Colombia: Presión en energía, alimentos y comercio
En el escenario colombiano, se proyecta que el segundo semestre de 2026 registre niveles de pluviosidad por debajo de la media histórica en todas las regiones, afectando con mayor fuerza a las zonas Andina (-32,6%) y Caribe (-18,7%). Los principales canales de transmisión del riesgo se concentrarán en tres sectores:
- Energía: La alta dependencia de la generación hidráulica (cerca del 62% de la matriz) expone al sistema a un estrés hídrico. Aunque los embalses iniciaron con niveles superiores a los de 2023, el rápido incremento de la demanda (6,6% desde diciembre de 2025) obligará a un uso intensivo de generación térmica y de gas importado, elevando los costos de operación.
- Agroindustria: Cultivos clave como el arroz, maíz, palma de aceite, café, papa y caña de azúcar sufrirán reducciones en sus rendimientos debido a las sequías. Asimismo, la ganadería en las regiones Caribe y Orinoquía enfrentará escasez de forrajes.
- Inflación y Comercio: Se estima que un episodio fuerte de El Niño podría sumar entre 0,7 y 1,9 puntos porcentuales a la inflación anual en Colombia. El encarecimiento de los alimentos perecederos afectará el poder adquisitivo, presionando a la baja los márgenes mayoristas y el dinamismo del comercio minorista.
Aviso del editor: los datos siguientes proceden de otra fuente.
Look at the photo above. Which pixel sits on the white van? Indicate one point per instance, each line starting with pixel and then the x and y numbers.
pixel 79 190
El transporte terrestre también experimentará mayores costos operativos y fricciones logísticas.
Centroamérica: Impactos heterogéneos pero generalizados
El informe destaca que la región centroamericana posee una alta vulnerabilidad estructural, especialmente en el denominado Corredor Seco. Sin embargo, los impactos finales de El Niño se transmitirán a través de canales diferenciados según el país:
- Guatemala (Riesgo Alimentario y Energético): Enfrentará déficits de lluvia de entre el 20% y 50% en regiones agrícolas críticas como la Costa Sur. Esto afectará gravemente a los cultivos de granos básicos, hortalizas y cardamomo. Además, su alta dependencia hidroeléctrica (53%) incrementará el uso de plantas térmicas en el sur, generando cuellos de botella en las redes de transmisión y elevando los precios de la energía. El impacto potencial estimado en su inflación anual se ubica entre 1,3 y 3,3 puntos porcentuales.
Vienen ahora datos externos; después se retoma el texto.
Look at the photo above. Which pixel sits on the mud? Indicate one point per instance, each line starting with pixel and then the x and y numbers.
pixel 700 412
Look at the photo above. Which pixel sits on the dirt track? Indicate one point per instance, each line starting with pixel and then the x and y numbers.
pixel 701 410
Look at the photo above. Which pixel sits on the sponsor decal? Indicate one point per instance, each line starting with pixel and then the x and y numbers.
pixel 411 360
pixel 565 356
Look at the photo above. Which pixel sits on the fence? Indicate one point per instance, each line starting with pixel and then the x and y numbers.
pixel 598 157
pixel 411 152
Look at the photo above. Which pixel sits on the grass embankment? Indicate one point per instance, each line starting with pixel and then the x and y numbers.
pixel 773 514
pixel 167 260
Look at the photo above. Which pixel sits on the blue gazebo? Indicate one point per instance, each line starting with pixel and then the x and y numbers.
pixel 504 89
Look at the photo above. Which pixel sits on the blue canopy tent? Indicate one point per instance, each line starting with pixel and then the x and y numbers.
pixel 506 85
- El Salvador (Foco en el Agro y Seguridad Rural): Aunque la diversificación de su matriz energética con gas natural y energía solar amortiguará el impacto eléctrico, las canículas intensas y altas temperaturas golpearán fuertemente al sector agropecuario. Los cultivos de subsistencia (maíz, frijol y arroz) serán los más vulnerables, poniendo en riesgo la seguridad alimentaria en zonas rurales. Se proyecta un impacto inflacionario de entre 0,9 y 2,5 puntos porcentuales.
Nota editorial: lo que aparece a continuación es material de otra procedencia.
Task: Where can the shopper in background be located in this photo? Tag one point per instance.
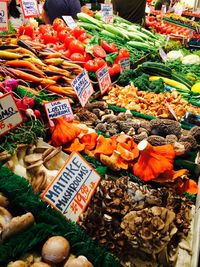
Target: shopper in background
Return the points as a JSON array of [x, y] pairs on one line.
[[57, 8], [132, 10]]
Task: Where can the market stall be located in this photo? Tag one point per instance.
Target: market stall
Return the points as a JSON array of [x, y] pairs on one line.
[[100, 139]]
- Panamá (Desafío en la Logística Global): Más allá de la energía y el agro, la sequía afectará críticamente la disponibilidad de agua dulce en la Cuenca Hidrográfica del Canal de Panamá. La Autoridad del Canal ya ha anunciado restricciones preventivas en el calado máximo de buques Neopanamax. Menores niveles de agua alterarán itinerarios, elevarán costos de transporte terrestre e internacional y desacelerarán el negocio de reexportación regional en la Zona Libre de Colón. El impacto potencial en la inflación panameña oscilará entre 0,8 y 2,2 puntos porcentuales.
De la alerta a la preparación
El objetivo principal de este análisis regional es propiciar un cambio de enfoque: pasar de tratar a El Niño como una alerta climática de emergencia a consolidarlo como una conversación activa de preparación empresarial y pública. Monitorear las variables a tiempo y ajustar decisiones logísticas, financieras y de inventarios será la clave para que la incertidumbre no se convierta en lamento.